In the fall of her senior year, Pam collapsed on the track at school. When my supervisor called to tell me that she had died, I was heartbroken. I went to my home office and pulled out that note she had written, stared at the slate on my wall. I didn't understand how a girl so vibrant had been taken. The weeks following her death affected everyone in the school community.

Today the slate that Pam gave me hangs in my office at work, prominently displayed so that I see it every time I open the door. When I entered for the first time this semester, I read the words and reminded myself of the reason I teach. I thought of Pam and realized that this year was the tenth anniversary of her death. At that moment I had an overwhelming urge to write a note to her parents - to let them know that I still thought of Pam regularly, that I am still inspired by her.

I had no idea how to contact them; I could not remember their first names, and their last name is one of the most common in the northeast. I tucked the notion of writing to them away and continued to think of Pam each day as I entered the office.

Through a series of ironic coincidences, last week I ended up at a holiday party in the town where I taught Pam.
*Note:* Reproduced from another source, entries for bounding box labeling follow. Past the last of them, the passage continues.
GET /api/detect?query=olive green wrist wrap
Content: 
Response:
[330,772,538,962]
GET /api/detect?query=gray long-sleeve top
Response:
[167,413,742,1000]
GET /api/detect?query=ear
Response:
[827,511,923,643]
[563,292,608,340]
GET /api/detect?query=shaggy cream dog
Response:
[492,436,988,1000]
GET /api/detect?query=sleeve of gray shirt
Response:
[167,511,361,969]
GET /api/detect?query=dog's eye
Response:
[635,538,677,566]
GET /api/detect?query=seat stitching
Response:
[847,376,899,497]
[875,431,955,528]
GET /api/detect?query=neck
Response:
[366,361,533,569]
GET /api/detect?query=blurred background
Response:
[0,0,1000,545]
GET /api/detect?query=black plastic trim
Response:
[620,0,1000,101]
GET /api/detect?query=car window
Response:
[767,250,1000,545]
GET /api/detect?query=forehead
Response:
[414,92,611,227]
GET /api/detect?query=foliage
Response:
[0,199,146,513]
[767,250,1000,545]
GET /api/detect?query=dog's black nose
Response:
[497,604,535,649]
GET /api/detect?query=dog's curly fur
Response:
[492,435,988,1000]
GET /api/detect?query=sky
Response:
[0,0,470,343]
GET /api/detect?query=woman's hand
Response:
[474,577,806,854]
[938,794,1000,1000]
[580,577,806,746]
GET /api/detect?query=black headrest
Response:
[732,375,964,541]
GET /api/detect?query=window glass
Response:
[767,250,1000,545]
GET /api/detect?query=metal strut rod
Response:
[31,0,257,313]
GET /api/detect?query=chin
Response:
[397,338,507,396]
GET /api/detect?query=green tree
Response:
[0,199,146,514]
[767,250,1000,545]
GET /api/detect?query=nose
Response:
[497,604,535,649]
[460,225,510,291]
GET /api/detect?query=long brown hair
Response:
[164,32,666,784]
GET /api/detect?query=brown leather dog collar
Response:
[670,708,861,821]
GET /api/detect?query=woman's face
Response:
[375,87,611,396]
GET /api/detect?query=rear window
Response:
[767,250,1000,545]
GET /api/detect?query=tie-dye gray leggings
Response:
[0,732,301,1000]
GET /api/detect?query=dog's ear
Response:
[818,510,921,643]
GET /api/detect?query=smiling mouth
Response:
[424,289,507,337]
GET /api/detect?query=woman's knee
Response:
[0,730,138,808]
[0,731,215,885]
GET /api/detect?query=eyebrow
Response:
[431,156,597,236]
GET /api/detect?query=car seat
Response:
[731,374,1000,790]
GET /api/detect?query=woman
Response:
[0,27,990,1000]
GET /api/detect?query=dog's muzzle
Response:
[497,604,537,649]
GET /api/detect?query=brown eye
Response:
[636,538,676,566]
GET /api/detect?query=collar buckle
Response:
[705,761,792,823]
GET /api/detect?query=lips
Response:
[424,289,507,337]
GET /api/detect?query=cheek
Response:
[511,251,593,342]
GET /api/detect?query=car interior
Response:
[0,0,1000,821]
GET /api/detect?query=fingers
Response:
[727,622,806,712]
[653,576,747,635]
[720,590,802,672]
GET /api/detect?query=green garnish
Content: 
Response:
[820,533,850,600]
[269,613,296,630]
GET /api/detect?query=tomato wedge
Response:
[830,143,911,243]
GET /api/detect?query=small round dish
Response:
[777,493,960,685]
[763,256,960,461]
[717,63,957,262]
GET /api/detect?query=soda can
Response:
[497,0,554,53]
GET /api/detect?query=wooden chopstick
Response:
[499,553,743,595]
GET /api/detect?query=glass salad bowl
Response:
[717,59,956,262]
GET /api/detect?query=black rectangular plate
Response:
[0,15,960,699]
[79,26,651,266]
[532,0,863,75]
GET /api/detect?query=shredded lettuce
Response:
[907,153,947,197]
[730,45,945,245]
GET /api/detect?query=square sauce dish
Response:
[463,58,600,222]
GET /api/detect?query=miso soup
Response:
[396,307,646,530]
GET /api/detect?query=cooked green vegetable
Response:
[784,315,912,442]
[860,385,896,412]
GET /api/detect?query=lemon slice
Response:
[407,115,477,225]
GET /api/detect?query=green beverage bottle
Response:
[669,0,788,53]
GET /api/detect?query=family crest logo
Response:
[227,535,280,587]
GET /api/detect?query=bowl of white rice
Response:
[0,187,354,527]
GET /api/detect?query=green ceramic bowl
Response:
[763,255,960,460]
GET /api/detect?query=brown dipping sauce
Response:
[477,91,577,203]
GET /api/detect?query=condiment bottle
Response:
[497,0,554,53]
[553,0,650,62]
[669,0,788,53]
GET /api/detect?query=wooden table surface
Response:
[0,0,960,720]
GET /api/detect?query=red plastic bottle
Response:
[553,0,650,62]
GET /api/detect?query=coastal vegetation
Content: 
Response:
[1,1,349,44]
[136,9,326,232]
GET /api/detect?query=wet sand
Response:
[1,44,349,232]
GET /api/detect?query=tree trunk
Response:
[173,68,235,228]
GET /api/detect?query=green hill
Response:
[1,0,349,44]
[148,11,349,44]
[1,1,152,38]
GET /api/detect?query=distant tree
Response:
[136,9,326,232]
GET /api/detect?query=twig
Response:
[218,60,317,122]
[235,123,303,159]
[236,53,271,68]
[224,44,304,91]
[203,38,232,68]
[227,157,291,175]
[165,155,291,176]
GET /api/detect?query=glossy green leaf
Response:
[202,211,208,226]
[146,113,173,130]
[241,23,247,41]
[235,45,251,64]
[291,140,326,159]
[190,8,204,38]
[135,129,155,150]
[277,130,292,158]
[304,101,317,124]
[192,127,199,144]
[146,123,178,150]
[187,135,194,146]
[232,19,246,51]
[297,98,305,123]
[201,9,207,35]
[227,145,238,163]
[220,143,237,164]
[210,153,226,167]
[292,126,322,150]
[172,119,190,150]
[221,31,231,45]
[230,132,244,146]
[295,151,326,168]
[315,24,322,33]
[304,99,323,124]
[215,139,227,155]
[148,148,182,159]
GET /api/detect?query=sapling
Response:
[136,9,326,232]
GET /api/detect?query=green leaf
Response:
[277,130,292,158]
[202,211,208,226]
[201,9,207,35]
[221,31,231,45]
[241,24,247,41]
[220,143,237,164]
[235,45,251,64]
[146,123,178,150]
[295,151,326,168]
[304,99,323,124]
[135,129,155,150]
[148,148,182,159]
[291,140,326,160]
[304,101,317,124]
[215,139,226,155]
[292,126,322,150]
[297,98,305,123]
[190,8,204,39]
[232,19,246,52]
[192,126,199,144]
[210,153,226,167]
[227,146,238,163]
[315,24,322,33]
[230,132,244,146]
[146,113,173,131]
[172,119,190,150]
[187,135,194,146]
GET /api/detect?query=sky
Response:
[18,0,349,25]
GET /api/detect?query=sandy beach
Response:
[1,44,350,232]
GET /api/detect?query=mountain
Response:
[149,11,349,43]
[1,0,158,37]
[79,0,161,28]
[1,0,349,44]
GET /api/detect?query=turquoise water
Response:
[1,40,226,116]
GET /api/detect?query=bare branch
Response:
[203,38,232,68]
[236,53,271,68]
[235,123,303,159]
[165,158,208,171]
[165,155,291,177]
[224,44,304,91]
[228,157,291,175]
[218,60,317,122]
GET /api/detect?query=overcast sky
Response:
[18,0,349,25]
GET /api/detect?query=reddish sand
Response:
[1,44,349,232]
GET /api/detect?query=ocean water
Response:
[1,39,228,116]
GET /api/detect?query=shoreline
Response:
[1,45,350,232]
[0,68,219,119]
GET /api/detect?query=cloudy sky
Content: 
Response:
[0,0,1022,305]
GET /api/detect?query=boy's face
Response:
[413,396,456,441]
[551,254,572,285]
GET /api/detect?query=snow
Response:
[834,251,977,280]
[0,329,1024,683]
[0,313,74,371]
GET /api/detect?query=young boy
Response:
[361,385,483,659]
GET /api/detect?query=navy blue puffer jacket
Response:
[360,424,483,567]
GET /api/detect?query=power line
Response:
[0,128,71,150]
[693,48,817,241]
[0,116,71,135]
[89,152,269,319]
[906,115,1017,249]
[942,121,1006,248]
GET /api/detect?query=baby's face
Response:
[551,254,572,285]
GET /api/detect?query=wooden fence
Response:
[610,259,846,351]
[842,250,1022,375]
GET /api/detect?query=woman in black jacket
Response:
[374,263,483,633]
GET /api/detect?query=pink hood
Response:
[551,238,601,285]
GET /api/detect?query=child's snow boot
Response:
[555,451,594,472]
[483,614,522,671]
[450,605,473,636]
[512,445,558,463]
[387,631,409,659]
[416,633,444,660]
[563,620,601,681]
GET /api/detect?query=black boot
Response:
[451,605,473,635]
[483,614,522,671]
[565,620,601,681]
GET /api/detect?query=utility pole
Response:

My husband and I arrived separately, and as I stepped out of the car, he asked me if I had trouble finding the place. 

A man in the parking lot said, "I live in this town, and I couldn't find it!" 

I laughed and said, "I used to work across the street, and I couldn't find it!"

We started chatting about my former life as a teacher there - and his life as a parent of children who attended the school. "What's your name?" I asked, wondering if I had taught his children.

He told me his name, and as soon as he said the last name, I knew. He was Pam's father.

I told him the story that I wrote here about wanting to write him a note and not knowing where to send it. He told me the heartbreaking tale of the 10-year mass held in Pam's honor, as well as a few other trials his family has been dealing with these last few weeks.

We chatted about Pam, my memories of her, and before we parted he said, " I just love hearing these stories." He gave me a bear hug, which I returned in earnest, and I knew that our paths were meant to cross that night. 

Teaching is a work of heart. Pam reminds me of that every day.  I'm glad I had the chance to tell her family that even a decade later, she makes me smile on a regular basis.